また、上記の各燃料電池について、低加湿条件(加湿温度:50℃)で運転した場合のセル電圧のセル温度に対する依存性を調べた。その結果を図4に示す。図4から明らかなように、実施例は比較例1よりも高温域でのセル電圧が高く、より高温で運転できていることが分かる。

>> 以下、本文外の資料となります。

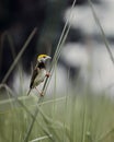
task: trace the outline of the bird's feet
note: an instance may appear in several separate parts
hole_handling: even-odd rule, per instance
[[[46,76],[47,76],[47,78],[49,78],[49,76],[50,76],[50,73],[49,73],[49,72],[47,72],[47,73],[46,73]]]

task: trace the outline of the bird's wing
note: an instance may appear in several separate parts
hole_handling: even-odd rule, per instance
[[[34,71],[33,71],[33,74],[32,74],[30,88],[33,87],[34,80],[35,80],[36,75],[38,74],[38,72],[39,72],[39,68],[35,67]]]

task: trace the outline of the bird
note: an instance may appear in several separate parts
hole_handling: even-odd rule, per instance
[[[30,95],[33,88],[36,88],[36,86],[38,86],[42,82],[44,82],[46,76],[48,78],[50,75],[49,72],[46,71],[46,66],[45,66],[48,59],[52,59],[52,57],[47,55],[37,56],[37,61],[32,73],[30,90],[27,92],[27,95]],[[43,93],[41,93],[39,91],[38,93],[41,94],[41,96],[43,96]]]

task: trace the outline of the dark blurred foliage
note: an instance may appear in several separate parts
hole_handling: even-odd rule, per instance
[[[34,27],[37,34],[21,58],[24,70],[30,71],[37,54],[54,55],[65,24],[64,12],[72,1],[0,0],[0,82]],[[77,0],[77,4],[86,3],[87,0]],[[67,42],[80,39],[81,32],[71,28]]]

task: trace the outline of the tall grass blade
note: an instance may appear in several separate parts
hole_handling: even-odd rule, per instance
[[[75,7],[75,3],[76,3],[76,0],[73,0],[72,8]],[[71,9],[71,10],[72,10],[72,9]],[[68,23],[67,23],[67,24],[68,24]],[[67,25],[65,25],[65,27],[67,27]],[[53,62],[52,62],[52,67],[50,67],[50,70],[49,70],[50,73],[52,73],[52,71],[53,71],[53,68],[54,68],[54,64],[55,64],[56,60],[58,60],[58,58],[59,58],[59,54],[60,54],[60,50],[61,50],[61,46],[62,46],[62,44],[65,43],[65,39],[66,39],[66,37],[67,37],[67,35],[68,35],[69,29],[70,29],[70,26],[68,27],[68,29],[67,29],[66,33],[65,33],[65,29],[64,29],[64,32],[61,33],[61,37],[60,37],[60,39],[59,39],[59,43],[58,43],[58,46],[57,46],[57,49],[56,49],[56,51],[55,51],[54,59],[53,59]],[[64,39],[62,39],[62,37],[64,37]],[[62,40],[62,42],[61,42],[61,40]],[[60,44],[60,43],[62,43],[62,44]],[[59,48],[60,48],[60,49],[59,49]],[[44,86],[43,86],[43,92],[44,92],[44,94],[46,93],[46,90],[47,90],[47,81],[48,81],[48,78],[46,79],[46,81],[45,81],[45,83],[44,83]],[[49,79],[49,81],[50,81],[50,79]],[[43,100],[43,97],[39,97],[37,104],[39,104],[42,100]],[[24,142],[27,142],[27,141],[29,141],[29,137],[30,137],[31,131],[32,131],[32,129],[33,129],[33,125],[34,125],[34,121],[35,121],[35,119],[36,119],[36,117],[37,117],[37,114],[38,114],[38,108],[35,109],[34,119],[33,119],[32,122],[30,123],[30,127],[29,127],[27,132],[26,132],[25,138],[24,138]]]

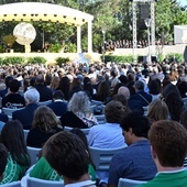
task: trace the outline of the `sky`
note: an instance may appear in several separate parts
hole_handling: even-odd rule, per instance
[[[177,0],[183,7],[187,6],[187,0]]]

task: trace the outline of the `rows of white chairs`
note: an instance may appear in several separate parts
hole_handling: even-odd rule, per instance
[[[118,187],[135,187],[141,184],[145,184],[146,182],[142,180],[133,180],[128,178],[120,178],[118,183]],[[13,182],[6,185],[1,185],[1,187],[63,187],[64,182],[53,182],[53,180],[44,180],[34,177],[26,176],[25,185],[21,184],[21,182]]]

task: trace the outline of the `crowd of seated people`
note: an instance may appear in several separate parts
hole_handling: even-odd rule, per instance
[[[156,45],[168,45],[167,42],[155,41]],[[148,46],[147,40],[139,40],[136,42],[138,48],[144,48]],[[133,41],[131,40],[117,40],[117,41],[106,41],[105,50],[110,52],[114,51],[114,48],[133,48]]]
[[[6,179],[7,172],[4,172],[2,183],[19,180],[24,176],[25,170],[30,167],[26,145],[42,148],[48,139],[63,131],[63,127],[89,129],[87,135],[89,146],[112,148],[128,144],[123,153],[113,156],[111,167],[108,170],[109,180],[100,184],[108,183],[109,186],[114,187],[120,177],[150,180],[156,174],[156,167],[151,160],[151,152],[146,150],[150,147],[147,140],[150,127],[161,120],[177,121],[185,125],[183,120],[187,107],[185,102],[185,99],[187,99],[187,65],[185,63],[123,65],[108,63],[94,64],[90,67],[75,64],[66,64],[62,67],[14,65],[2,66],[1,68],[3,69],[1,77],[4,78],[4,89],[2,89],[1,95],[2,107],[21,108],[12,113],[13,121],[8,121],[8,118],[4,120],[4,114],[0,114],[0,121],[4,123],[1,130],[1,143],[9,152],[8,166],[9,161],[13,161],[21,168],[19,177],[9,182]],[[40,106],[40,103],[48,100],[51,103]],[[96,106],[91,106],[94,101],[103,106],[103,113],[99,114],[105,116],[106,124],[98,123],[95,110],[92,110]],[[144,108],[147,108],[147,114],[144,112]],[[134,112],[139,112],[139,114]],[[134,125],[131,127],[132,119],[138,119],[142,127],[135,127],[135,121],[133,121]],[[11,130],[7,132],[7,127],[11,124],[16,127],[16,130],[12,128],[12,131],[19,131],[16,134]],[[143,125],[145,125],[145,129],[142,130]],[[26,142],[24,142],[23,129],[29,130]],[[13,140],[14,135],[19,135],[19,133],[20,136],[16,141],[21,139],[19,145],[21,147],[16,147],[19,151],[12,150],[7,138],[10,135]],[[134,175],[128,175],[124,170],[130,172],[132,165],[120,165],[120,163],[117,165],[116,163],[117,161],[120,162],[118,157],[123,156],[123,154],[128,155],[133,146],[139,148],[138,145],[141,142],[143,142],[143,145],[141,145],[145,146],[144,148],[147,152],[146,154],[138,153],[135,155],[148,157],[150,166],[154,168],[152,169],[153,173],[144,172],[144,175],[138,177],[140,172],[134,167]],[[13,141],[12,144],[14,147],[16,142]],[[136,153],[135,151],[133,153]],[[23,158],[22,162],[20,162],[20,153]],[[133,157],[130,156],[130,158]],[[124,156],[124,158],[128,157]],[[40,161],[42,162],[41,165],[47,165],[51,162],[46,152],[42,153]],[[131,162],[133,161],[131,160]],[[141,164],[143,165],[141,162],[136,163],[138,166]],[[121,173],[116,170],[118,167],[120,167]],[[142,167],[146,168],[145,166]],[[59,174],[62,173],[59,172]],[[50,177],[43,179],[50,179]],[[56,179],[61,179],[61,177]],[[64,180],[67,182],[66,177]]]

これも上記と同様、生成水の逆拡散が促進されたことによりドライアップが生じることなく、電解質膜がより保湿されているためである。
以上より、実施例の燃料電池は、高加湿下においても、低加湿下においても優れた性能を示すことがわかる。
本発明の膜電極接合体の構成の一例を示す概略断面図である。 本発明において浸透圧を求める際、試料を種々の濃度の硫酸水溶液に浸したときの寸法変化を示したグラフである。 本発明の実施例に用いた各燃料電池の、高加湿条件で運転した場合の電流密度とセル電圧の関係を示したグラフである。 本発明の実施例に用いた各燃料電池の、低加湿条件で運転した場合のセル電圧のセル温度に対する依存性を示したグラフである。 従来の燃料電池の要部を示す概略断面図である。 従来の膜電極接合体の構成を示す概略断面図である。
符号の説明
10 … 電解質膜
20 … 燃料極
30 … 空気極

Claims (5)

  1. イオン交換樹脂からなる電解質膜と、前記電解質膜の両面に配置され、触媒担持導電体および前記イオン交換樹脂を有する触媒層と、を少なくとも備えた膜電極接合体において、前記電解質膜の浸透圧を浸透圧B、空気極を構成する触媒層中のイオン交換樹脂の浸透圧を浸透圧Cとしたとき、前記浸透圧Bと前記浸透圧Cとの関係が、浸透圧B>浸透圧Cであることを特徴とする膜電極接合体。
  2. 燃料ガスが供給される燃料極を構成する触媒層中のイオン交換樹脂の浸透圧を浸透圧Aとしたとき、前記浸透圧Aと,前記浸透圧Bと、前記浸透圧Cとの関係が、浸透圧A>浸透圧B>浸透圧Cであることを特徴とする請求項1に記載の膜電極接合体。
  3. イオン交換樹脂からなる電解質膜と、前記電解質膜の両面に配置され、触媒担持導電体および前記イオン交換樹脂を有する触媒層と、を少なくとも備えた膜電極接合体において、前記電解質膜の含水率を含水率B、空気極を構成する触媒層中のイオン交換樹脂の含水率を含水率Cとしたとき、前記含水率Bと前記含水率Cとの関係が、含水率B>含水率Cであることを特徴とする膜電極接合体。
  4. 燃料ガスが供給される燃料極を構成する触媒層中のイオン交換樹脂の含水率を含水率Aとしたとき、前記含水率Aと,前記含水率Bと、前記含水率Cとの関係が、含水率A>含水率B>含水率Cであることを特徴とする請求項3に記載の膜電極接合体。
  5. 請求項1から請求項4のいずれかの請求項に記載の膜電極接合体を用いたことを特徴とする燃料電池。